Sunday, March 6, 2011

be the church.

       What better to do at 1:30am when you're wide awake than blog?  I should also mention my alarm is set to wake me up in four and a half hours. Yikes!
       Rather than share some crazy thought that Brett is having at this hour [actually none, unbelievable] I figure I will share with you something I just read about.  It is from chapter five in David Platt's book Radical.  It is titled "The Multiplying Community," and the comment underneath the title reads, "How all of us join together to fulfill God's purpose."
       The idea of discipleship was planted in my head a few years ago while I was spending time in the country of Estonia.  At the time a man whose name is Chris began taking the role of discipling me, and that was the extent that I understood discipleship.  I now understand that Chris was not discpling me for his pride or even so much for the "betterment" of me. He was fulfilling a commandment of Christ in making a disciple out of me so that I could go and make disciples out of others.
       I want to share with you what I believe discipling to be. If you've spent any time in the "church" you've probably heard of discipleship.  A lot of you understand what this means and some of you, like me for a long time, just know of the word.
       Jesus spent the majority of his time [during the years recorded in the Bible] with twelve men.
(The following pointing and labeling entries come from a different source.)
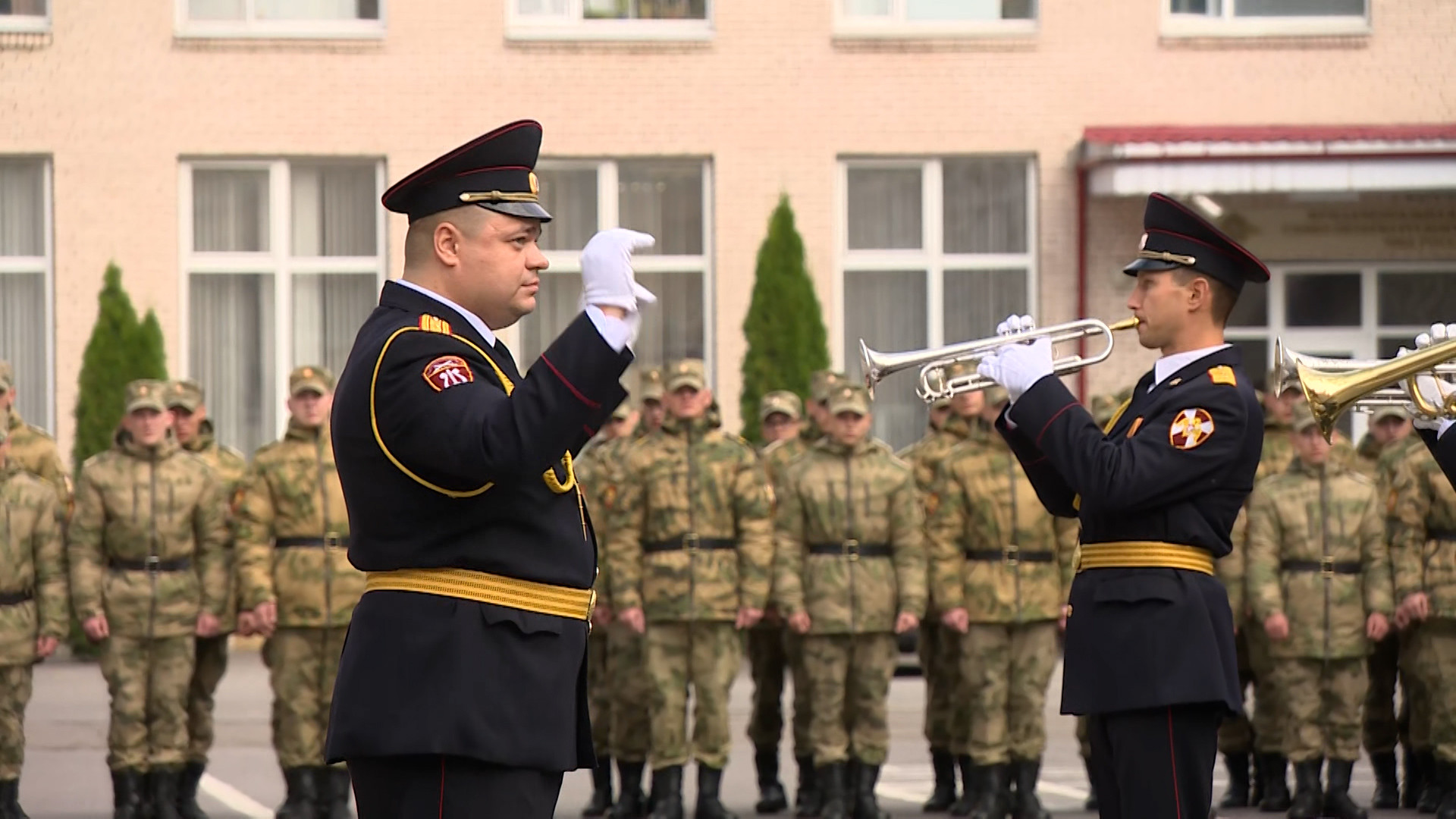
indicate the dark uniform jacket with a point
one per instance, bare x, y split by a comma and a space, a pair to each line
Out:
1174, 466
440, 468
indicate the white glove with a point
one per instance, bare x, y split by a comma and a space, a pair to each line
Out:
606, 270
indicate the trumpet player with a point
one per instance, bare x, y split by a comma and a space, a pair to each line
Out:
1149, 639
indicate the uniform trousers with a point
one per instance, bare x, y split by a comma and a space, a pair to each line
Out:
1155, 763
450, 787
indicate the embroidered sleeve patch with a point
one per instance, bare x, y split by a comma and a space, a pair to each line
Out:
446, 372
1190, 428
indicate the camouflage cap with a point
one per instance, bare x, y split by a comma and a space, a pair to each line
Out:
310, 378
781, 401
848, 398
146, 394
686, 372
185, 394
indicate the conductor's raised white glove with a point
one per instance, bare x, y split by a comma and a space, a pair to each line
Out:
606, 270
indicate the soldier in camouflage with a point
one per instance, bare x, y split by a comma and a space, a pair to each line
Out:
691, 548
1423, 556
946, 706
33, 447
34, 607
194, 431
293, 573
593, 468
851, 576
1318, 577
149, 575
780, 417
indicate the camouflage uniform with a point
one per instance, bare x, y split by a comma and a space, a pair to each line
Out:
212, 651
1001, 556
293, 550
1316, 553
691, 542
849, 532
1423, 554
33, 604
146, 550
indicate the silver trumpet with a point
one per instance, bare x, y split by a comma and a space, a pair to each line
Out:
935, 384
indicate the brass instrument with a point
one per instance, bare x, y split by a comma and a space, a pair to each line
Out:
934, 362
1334, 385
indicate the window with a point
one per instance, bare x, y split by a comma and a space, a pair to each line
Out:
609, 19
1196, 18
934, 18
664, 197
934, 253
281, 18
25, 15
284, 261
25, 284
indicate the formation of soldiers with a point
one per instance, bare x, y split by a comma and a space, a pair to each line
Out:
165, 547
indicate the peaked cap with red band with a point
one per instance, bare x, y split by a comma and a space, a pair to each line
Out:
494, 171
1177, 237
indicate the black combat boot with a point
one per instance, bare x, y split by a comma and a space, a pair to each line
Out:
1308, 790
631, 803
810, 799
865, 803
1027, 805
601, 789
667, 793
1337, 795
832, 790
770, 790
710, 781
1238, 793
302, 796
126, 787
162, 786
1386, 781
944, 795
187, 792
1274, 773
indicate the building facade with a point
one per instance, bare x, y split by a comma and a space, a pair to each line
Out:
948, 162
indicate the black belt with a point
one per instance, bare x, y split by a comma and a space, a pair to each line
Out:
150, 564
691, 542
1011, 556
327, 541
1327, 566
14, 598
852, 550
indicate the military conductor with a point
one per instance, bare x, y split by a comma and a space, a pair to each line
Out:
1149, 632
462, 686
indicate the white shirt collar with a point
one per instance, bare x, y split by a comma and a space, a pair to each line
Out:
475, 321
1169, 365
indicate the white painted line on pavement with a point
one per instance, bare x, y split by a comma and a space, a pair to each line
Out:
234, 799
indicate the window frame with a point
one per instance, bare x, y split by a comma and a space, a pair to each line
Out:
609, 216
1226, 24
930, 256
46, 265
896, 27
278, 260
573, 25
253, 28
28, 24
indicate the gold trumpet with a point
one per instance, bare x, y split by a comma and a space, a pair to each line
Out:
935, 384
1334, 385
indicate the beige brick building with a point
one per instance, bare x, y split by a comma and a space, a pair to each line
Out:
948, 161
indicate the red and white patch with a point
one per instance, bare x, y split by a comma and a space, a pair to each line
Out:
446, 372
1190, 428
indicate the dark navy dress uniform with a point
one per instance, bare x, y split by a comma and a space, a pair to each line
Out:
1149, 640
462, 684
They were his "small group," for those of you who are hip with the modern church.  Many traditional churches call this a discipleship group.  In the time he spent with them he taught them everything he knew about his father, God, and the ways of living a righteous life.  He taught them much about loving God and loving others.  He showed them that as humans we have flesh and how our flesh desires things that ultimately lead to death, or things that will not last forever.  He explained how important it was to have a relationship with God, the Father.  He poured every ounce of wisdom he had into these men.
       As Platt brought up in the chapter I just read, Jesus spent more time with these men than any one else in the whole world.  Now, these things that Jesus was teaching them.. what was the point?  He was discipling them, that they would see the glory of God and that they would glorify God in what they do.  Even more then that Jesus was training them, not so they would hold onto all of this information and keep it for themselves. But, so that they would go and tell others about Jesus and His Father in Heaven.
       After Jesus died on the cross and rose from the dead, he went to visit these men, now eleven of them.  In his time spent with them he said to them this,

"All authority in heaven and on earth has been given to me. Go therefore and make disciples of all nations, baptizing them in the name of the Father and of the Son and of the Holy Spirit, teaching them to observe all that I have commanded [or taught] you. And behold, I am with you always, to the end of the age." 
 
       Jesus' time spent with these men comes full circle right there.  What Jesus is saying is, now that I have taught you all these things, GO! and teach others. Do so in Jesus name and in the Father's name and by power of the Holy Spirit.
       This is what I believe to be discipleship.  The responsibility isn't on our pastor.  It is on us as followers of Jesus!  It isn't something that is produced in a program or a great sermon, those times are meant for teaching so that we may go and teach others. It takes time and it means spending time in community with others. It means that we in fact are the Church and not the building that we do or do not go to on Sundays.
       This is rocking me and I am excited for the opportunities that we get to have as brothers and sisters to carry the name of Jesus to others. We are the Church.